Migration, climate change, terrorism and widening social gaps are pressing global issues that are communicated through the news media, spread by social media and discussed in high-level summits as well as around dinner tables. Ultimately, they concern the legitimacy of democracy, the foundations of welfare states and the construction of cultural identities. Yet the links between communication, legitimacy and social resilience are often neglected. In a paper authored by Eli Skogerbø and myself we discuss how political communication is a purveyor of social resilience. We focus on the communicative conditions that impact on the sustainability of political systems. The paper has been accepted for the conference “Media and Politics in Times of Crises and Change,” @ the London School of Economics, December 12-13 2016.
Ketil Raknes from Kristiania University College and I have just had a paper accepted for a ICA preconference in Tokyo called Powers of Promotion: Apprehending the Social and Political Impacts of Promotional Culture. Ketil and I will talk about how “the common good” is framed in professional lobbying. Appeals to what is “best for society” are common in lobbying campaigns as non-elected political actors have to argue beyond their self-interest. Lobbying campaigns that use the news media are likely to put even more emphasis on the common good-argument.

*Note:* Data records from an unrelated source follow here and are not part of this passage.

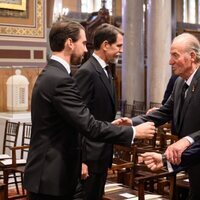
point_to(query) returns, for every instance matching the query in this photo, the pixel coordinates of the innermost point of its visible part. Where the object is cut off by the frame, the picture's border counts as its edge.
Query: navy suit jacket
(58, 116)
(99, 96)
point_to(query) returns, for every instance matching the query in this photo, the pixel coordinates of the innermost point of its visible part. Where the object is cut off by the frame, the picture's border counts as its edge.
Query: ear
(193, 56)
(69, 43)
(105, 45)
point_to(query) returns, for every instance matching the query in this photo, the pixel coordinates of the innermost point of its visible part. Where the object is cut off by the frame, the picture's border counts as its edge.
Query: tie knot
(185, 86)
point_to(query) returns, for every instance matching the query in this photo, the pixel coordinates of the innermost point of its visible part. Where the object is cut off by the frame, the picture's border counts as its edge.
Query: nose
(85, 49)
(171, 61)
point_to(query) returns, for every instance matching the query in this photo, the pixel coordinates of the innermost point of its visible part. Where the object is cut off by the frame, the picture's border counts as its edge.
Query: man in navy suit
(58, 115)
(94, 79)
(183, 106)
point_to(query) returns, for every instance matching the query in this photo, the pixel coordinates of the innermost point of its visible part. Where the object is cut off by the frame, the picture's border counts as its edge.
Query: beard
(115, 60)
(75, 59)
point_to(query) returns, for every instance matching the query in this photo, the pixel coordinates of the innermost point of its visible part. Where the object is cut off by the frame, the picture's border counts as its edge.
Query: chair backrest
(26, 136)
(10, 135)
(139, 108)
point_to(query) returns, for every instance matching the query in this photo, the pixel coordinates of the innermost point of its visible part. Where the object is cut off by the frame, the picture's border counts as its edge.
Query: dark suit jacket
(98, 95)
(58, 115)
(189, 120)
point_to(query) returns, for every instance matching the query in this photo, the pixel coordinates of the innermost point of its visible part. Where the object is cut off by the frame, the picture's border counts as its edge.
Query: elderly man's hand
(145, 130)
(174, 151)
(125, 121)
(152, 160)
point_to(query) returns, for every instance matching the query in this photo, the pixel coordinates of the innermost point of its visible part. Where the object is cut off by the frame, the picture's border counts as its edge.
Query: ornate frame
(14, 6)
(33, 26)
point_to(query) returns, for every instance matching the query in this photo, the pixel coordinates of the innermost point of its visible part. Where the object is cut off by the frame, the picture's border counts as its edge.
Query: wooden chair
(17, 164)
(13, 168)
(139, 108)
(10, 140)
(123, 165)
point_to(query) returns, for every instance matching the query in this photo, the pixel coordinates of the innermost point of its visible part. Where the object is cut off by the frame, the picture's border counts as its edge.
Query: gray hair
(191, 42)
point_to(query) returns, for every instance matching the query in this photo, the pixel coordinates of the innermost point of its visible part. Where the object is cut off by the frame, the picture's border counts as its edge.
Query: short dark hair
(105, 32)
(61, 31)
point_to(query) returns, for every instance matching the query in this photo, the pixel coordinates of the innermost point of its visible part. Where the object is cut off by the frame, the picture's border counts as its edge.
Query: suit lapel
(190, 93)
(103, 78)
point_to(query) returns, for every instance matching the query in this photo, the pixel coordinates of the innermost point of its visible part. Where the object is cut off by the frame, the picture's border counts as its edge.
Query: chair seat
(4, 156)
(8, 162)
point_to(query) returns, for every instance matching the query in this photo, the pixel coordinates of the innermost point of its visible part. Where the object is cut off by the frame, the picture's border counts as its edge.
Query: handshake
(143, 131)
(153, 160)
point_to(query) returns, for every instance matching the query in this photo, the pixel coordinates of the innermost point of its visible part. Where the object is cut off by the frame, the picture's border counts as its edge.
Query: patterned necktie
(183, 96)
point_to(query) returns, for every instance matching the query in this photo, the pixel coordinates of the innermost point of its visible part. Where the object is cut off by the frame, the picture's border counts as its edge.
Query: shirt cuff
(169, 167)
(134, 132)
(191, 140)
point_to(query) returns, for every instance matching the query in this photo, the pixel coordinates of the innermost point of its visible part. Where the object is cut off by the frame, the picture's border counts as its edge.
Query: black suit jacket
(97, 93)
(58, 115)
(189, 120)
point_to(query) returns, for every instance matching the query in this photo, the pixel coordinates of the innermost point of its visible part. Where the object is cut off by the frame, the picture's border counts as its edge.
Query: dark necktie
(109, 74)
(110, 79)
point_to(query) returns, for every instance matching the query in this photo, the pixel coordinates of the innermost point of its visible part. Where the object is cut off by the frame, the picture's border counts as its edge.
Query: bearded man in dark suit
(58, 116)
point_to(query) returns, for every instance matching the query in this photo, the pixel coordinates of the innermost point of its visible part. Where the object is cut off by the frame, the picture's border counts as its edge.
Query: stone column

Our edited volume on Norwegian political communication Makt, medier og politikk [Power, media and politics] got a rave review in the latest issue of Kommunikasjon. Quote: “Finally, we have a standard reference work on political communication in Norwegian”. Dare I say: Mission accomplished?
I have committed an edited volume on Norwegian political communication together with a bunch of the best Norwegian academics and a couple of good colleagues from our neighbouring countries. The volume clocks in on 362 pages and the first section offers chapters discussing how political communication is treated in different academic fields (think political science, media studies, rhetoric). Then follows a section focusing on different actors and institutions (political parties, commentators, public relations agencies, etc.), and a section on channels, platforms and processes (election campaigns, speeches, social media, etc.). The book is rounded of with a conclusion chapter and three commentaries from key scholars in the field. 24 chapters in total. I have a hand on the wheel of the intrdocution adn conclusion, as well as the chapters on public relations and lobbying. Again: Brush up on your Norwegian skills!
There is a lot of buzz around our POLKOM group these days: This fall the one and only Frank Esser will be joining us as an adjunct (Professor II), Cristina Archetti from Salford will start as a fulltime associate professor, and Karoline Andera Ihlebæk as a post.doc. We also have vacancies for two PhD fellowships. On October 21 we launch POLCOM – Norwegian Center for Political Communication with a seminar at the U of Oslo with keynotes from Frank Esser, Toril Aalberg and Eli Skogerbø. The day after we launch an edited volume (sorry, only in Norwegian) on political communication in Norway.
The POLKOM-group in my dep has two openings for those eager to get a PhD within political communication. One of these positions is earmarked political journalism, whereas the other is dedicated to forms of influence on political decision-making processes, e.g. lobbying, political mobilization and influence through social media. You will be joining a happening and prioritized group in the dep.
Eli Skogerbø and I just had a panel accepted for The 2015 International Communication Association Nordic Regional Conference that is to be held October 11-13 at Copenhagen Business School. The title of the panel is “Building in Paradise? Political Communication Theory and Practices in the Scandinavian Countries”. The panel focuses on the political communication in the Nordic countries, which can be seen as both a result of and an enabler of the Nordic model. Thus, the panel places itself in the comparative tradition of political communication research looking at differences and similarities across Denmark, Norway and Sweden. Eli and I will present a paper calld “Some of us have talked,” and we will be joined by Sine Nørholm Just (Copenhagen Business School) presenting the paper “”The Denmark you know” – political privilege and radical rhetoric in ’the world’s happiest country” and Lars Nord (Mid Sweden University) who will present “From The Middle Way to Somewhere in The Middle”.